Better call Thomas – Bayes in the Database

This is my third and last post covering my presentations from last week’s Tech Event, and it’s no doubt the craziest one :-).
Again I had the honour to be invited by my colleague Ludovico Caldara to participate in the cool “Oracle Database Lightning Talks” session. Now, there is a connection to Oracle here, but mainly, as you’ll see, it’s about a Reverend in a Casino.

So, imagine one of your customers calls you. They are going to use Oracle Transparent Data Encryption (TDE) in their main production OLTP database. They are in a bit of panic. Will performance get worse? Much worse?

Well, you can help.

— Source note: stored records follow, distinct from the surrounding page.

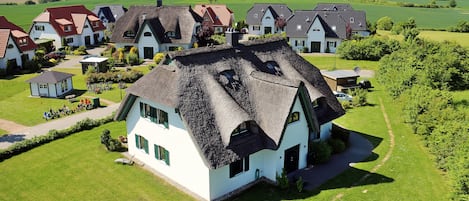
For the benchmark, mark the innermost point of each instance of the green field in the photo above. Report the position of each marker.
(79, 168)
(440, 18)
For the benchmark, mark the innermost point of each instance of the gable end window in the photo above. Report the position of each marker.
(239, 166)
(295, 116)
(155, 115)
(141, 143)
(161, 154)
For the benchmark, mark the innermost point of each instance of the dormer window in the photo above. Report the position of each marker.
(273, 68)
(230, 79)
(241, 129)
(67, 28)
(129, 34)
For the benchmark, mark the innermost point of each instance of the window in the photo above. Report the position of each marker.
(295, 116)
(242, 128)
(162, 154)
(155, 115)
(239, 166)
(141, 143)
(39, 27)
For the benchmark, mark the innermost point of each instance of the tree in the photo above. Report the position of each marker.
(452, 3)
(384, 23)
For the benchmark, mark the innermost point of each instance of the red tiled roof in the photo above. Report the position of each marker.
(18, 34)
(60, 16)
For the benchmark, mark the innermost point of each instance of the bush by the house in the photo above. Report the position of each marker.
(52, 135)
(320, 152)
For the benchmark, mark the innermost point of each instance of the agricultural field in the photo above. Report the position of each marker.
(441, 18)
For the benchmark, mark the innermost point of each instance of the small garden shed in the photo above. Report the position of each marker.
(51, 84)
(98, 63)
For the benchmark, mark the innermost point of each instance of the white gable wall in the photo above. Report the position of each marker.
(267, 21)
(268, 162)
(316, 33)
(147, 41)
(187, 167)
(48, 33)
(11, 53)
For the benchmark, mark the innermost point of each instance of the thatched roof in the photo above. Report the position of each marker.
(213, 104)
(163, 19)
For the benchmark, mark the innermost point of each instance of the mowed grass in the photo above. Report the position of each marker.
(441, 18)
(408, 174)
(79, 168)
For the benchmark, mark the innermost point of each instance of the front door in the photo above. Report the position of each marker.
(292, 156)
(315, 46)
(87, 40)
(148, 52)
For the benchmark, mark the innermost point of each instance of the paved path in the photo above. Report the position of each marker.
(359, 149)
(58, 124)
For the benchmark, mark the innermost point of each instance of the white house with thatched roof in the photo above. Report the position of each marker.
(51, 84)
(216, 119)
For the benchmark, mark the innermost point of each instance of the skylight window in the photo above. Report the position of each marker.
(273, 68)
(230, 79)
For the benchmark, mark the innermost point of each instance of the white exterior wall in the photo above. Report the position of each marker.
(187, 166)
(147, 41)
(316, 36)
(11, 53)
(269, 162)
(49, 33)
(267, 21)
(326, 129)
(34, 88)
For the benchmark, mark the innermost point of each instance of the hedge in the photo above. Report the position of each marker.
(52, 135)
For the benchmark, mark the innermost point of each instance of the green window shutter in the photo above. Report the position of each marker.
(145, 145)
(157, 154)
(137, 141)
(142, 110)
(166, 157)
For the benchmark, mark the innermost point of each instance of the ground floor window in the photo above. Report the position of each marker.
(162, 154)
(239, 166)
(141, 143)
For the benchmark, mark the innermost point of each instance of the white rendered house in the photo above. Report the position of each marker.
(213, 121)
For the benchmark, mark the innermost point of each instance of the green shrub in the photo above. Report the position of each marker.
(337, 145)
(320, 152)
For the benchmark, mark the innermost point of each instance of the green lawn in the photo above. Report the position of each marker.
(441, 18)
(409, 174)
(78, 167)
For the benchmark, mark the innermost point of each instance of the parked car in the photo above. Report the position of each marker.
(341, 96)
(55, 55)
(365, 84)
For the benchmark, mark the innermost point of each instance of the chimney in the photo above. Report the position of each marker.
(232, 37)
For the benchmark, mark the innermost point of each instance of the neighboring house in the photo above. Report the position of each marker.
(109, 14)
(16, 47)
(156, 29)
(323, 30)
(341, 80)
(216, 17)
(267, 18)
(68, 26)
(51, 84)
(216, 119)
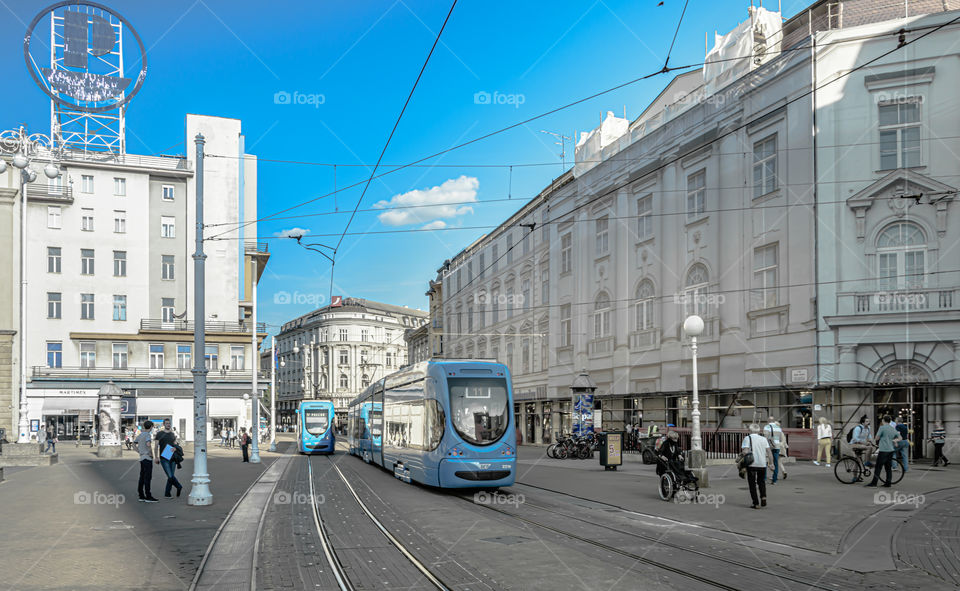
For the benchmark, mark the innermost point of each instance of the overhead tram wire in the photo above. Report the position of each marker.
(590, 97)
(387, 143)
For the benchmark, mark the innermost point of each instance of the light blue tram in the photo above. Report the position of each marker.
(443, 423)
(315, 427)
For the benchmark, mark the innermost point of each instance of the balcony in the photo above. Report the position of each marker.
(40, 192)
(141, 373)
(212, 326)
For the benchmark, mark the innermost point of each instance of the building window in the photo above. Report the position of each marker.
(168, 227)
(54, 354)
(86, 306)
(119, 263)
(236, 357)
(184, 356)
(86, 261)
(696, 190)
(54, 217)
(88, 355)
(53, 259)
(695, 291)
(156, 356)
(566, 325)
(167, 267)
(166, 309)
(645, 217)
(900, 134)
(602, 226)
(765, 277)
(901, 253)
(54, 303)
(601, 316)
(211, 357)
(120, 353)
(644, 306)
(765, 166)
(120, 307)
(86, 220)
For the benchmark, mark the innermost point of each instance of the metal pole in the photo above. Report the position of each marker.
(695, 441)
(255, 364)
(273, 394)
(23, 423)
(200, 494)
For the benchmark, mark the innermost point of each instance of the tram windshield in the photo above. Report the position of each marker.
(478, 408)
(316, 420)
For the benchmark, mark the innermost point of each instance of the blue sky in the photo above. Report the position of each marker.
(232, 58)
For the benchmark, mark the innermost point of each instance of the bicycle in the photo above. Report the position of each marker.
(850, 469)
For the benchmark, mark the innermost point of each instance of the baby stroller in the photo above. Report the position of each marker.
(674, 477)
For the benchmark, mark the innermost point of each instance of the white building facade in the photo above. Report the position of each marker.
(110, 285)
(333, 353)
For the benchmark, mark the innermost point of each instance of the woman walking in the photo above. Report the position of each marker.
(824, 440)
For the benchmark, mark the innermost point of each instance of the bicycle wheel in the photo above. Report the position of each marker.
(847, 470)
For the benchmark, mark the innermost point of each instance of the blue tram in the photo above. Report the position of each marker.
(443, 423)
(315, 427)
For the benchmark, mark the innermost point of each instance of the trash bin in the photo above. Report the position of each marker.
(611, 450)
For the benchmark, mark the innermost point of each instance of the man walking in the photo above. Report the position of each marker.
(145, 449)
(244, 442)
(757, 445)
(774, 435)
(887, 438)
(167, 438)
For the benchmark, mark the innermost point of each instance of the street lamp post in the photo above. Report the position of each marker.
(693, 327)
(25, 147)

You perform tests using Swingbench Order Entry benchmark, and soon you can assure them: No problem. The below chart shows average response times for one of the transaction types of Order Entry, using either no encryption or TDE with one of AES-128 or AES-256.
Wait a moment – doesn’t it even look as though response times are even lower with TDE!?

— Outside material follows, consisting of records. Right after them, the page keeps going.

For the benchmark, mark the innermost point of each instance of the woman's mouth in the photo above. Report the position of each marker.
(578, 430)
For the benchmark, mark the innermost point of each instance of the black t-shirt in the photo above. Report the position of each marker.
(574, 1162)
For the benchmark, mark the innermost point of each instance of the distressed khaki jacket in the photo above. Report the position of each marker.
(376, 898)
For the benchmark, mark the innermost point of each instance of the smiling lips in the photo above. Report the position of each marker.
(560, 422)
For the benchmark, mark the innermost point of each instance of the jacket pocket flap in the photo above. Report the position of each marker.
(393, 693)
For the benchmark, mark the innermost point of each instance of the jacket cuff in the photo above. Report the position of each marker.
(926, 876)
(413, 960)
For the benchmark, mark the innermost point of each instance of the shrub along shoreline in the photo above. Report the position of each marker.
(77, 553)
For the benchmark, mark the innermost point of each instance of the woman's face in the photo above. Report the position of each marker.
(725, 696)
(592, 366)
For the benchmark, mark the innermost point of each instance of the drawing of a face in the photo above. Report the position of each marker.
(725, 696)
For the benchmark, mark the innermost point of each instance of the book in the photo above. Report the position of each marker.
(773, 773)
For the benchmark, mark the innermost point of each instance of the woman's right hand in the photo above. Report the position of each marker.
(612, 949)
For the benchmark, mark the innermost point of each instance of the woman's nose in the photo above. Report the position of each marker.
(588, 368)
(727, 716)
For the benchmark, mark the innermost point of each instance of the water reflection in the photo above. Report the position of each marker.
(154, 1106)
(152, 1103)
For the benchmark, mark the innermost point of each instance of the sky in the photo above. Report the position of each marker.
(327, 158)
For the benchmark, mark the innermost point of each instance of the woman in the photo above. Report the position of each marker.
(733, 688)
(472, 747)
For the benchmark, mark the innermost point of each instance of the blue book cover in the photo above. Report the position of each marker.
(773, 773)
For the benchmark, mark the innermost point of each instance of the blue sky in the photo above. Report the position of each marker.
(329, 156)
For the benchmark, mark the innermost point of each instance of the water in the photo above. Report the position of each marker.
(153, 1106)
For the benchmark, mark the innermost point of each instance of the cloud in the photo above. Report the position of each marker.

Swingbench Order Entry response times (Customer Registration)

Well, they might be, or they might not be … the Swingbench results include how often a transaction was performed, and the standard deviation … so how about we ask somebody who knows something about statistics?

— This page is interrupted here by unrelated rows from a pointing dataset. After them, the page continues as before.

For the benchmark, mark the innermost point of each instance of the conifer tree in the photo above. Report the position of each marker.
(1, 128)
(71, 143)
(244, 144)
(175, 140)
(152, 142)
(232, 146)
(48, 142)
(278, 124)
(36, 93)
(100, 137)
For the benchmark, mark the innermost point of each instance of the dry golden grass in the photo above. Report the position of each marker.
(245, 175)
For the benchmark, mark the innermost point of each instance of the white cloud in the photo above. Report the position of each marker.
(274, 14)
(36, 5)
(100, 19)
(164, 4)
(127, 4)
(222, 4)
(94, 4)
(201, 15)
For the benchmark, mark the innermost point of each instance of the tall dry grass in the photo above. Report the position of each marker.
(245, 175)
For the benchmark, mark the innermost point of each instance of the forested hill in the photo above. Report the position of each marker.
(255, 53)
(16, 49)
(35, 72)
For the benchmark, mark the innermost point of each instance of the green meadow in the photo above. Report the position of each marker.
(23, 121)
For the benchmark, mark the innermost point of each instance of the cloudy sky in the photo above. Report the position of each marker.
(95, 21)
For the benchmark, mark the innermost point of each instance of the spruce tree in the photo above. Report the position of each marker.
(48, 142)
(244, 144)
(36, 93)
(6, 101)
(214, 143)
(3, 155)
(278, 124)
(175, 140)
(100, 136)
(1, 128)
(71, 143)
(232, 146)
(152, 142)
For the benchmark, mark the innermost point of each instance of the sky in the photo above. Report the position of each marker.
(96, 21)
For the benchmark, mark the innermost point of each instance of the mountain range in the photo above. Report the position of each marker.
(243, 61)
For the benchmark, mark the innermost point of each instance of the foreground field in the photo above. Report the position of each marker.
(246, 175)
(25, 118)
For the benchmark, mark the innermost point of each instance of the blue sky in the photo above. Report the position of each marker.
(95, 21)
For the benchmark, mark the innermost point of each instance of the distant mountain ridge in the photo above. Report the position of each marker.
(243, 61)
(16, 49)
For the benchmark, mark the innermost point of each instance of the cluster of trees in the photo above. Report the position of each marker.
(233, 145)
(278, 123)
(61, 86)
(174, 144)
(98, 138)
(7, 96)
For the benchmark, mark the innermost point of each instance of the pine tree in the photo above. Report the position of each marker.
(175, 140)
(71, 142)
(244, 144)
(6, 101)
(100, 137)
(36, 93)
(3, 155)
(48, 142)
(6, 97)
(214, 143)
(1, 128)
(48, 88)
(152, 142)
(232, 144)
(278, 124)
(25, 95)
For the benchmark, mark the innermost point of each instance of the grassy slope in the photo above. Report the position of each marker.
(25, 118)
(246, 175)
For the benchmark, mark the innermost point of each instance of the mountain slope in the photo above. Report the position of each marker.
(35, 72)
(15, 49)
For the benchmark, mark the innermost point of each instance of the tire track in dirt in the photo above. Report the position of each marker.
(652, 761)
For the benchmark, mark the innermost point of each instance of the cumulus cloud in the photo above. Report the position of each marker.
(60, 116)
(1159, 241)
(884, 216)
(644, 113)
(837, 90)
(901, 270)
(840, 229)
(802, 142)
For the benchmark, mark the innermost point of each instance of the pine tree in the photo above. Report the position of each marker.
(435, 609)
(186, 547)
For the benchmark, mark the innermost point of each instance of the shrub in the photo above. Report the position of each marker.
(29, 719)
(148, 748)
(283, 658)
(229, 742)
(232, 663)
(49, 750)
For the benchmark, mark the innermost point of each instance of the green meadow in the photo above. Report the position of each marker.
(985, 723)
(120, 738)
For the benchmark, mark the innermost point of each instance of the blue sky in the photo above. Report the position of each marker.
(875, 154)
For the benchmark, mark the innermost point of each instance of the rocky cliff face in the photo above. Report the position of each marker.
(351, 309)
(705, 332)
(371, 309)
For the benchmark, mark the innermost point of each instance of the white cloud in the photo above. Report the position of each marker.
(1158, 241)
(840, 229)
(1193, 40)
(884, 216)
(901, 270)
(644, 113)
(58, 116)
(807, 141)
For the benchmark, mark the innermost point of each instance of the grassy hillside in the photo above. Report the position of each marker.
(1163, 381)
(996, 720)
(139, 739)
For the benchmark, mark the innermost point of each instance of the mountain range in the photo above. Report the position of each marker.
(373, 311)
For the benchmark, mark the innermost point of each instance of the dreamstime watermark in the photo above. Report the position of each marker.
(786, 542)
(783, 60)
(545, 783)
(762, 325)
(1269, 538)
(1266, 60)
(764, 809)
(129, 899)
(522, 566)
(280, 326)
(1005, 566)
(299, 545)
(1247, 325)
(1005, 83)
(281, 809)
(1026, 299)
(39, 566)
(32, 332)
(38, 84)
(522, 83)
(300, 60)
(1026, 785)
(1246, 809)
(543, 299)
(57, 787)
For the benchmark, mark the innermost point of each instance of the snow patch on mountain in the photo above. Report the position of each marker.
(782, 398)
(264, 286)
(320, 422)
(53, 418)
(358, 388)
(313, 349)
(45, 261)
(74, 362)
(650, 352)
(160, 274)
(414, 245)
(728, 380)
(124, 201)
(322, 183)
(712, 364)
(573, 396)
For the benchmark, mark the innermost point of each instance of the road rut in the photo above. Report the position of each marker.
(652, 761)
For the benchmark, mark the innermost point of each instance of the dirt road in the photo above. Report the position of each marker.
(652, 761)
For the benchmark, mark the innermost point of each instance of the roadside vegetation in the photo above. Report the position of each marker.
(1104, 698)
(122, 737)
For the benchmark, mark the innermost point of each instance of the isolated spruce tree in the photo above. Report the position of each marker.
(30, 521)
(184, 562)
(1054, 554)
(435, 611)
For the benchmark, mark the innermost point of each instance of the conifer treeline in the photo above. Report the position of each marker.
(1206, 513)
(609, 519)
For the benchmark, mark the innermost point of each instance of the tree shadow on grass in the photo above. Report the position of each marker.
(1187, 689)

Cool, but … as you can see, for example, in this xkcd comic, there is no such thing as an average statistician … In short, there’s frequentist statistics and there’s Bayesian, and while there is a whole lot you can say about the respective philosophical backgrounds it mainly boils down to one thing: Bayesians take into account not just the actual data – the sample – but also the prior probability.

This is where the Reverend enters the game . The fundament of Bayesian statistics is Bayes theorem, named after Reverend Thomas Bayes.

Bayes theorem

In short, Bayes Theorem says that the probability of a hypothesis, given my measured data (POSTERIOR), is equal to the the probability of the data, given the hypothesis is correct (LIKELIHOOD), times the prior probability of the hypothesis (PRIOR), divided by the overall probability of the data (EVIDENCE). (The evidence may be neglected if we’re interested in proportionality only, not equality.)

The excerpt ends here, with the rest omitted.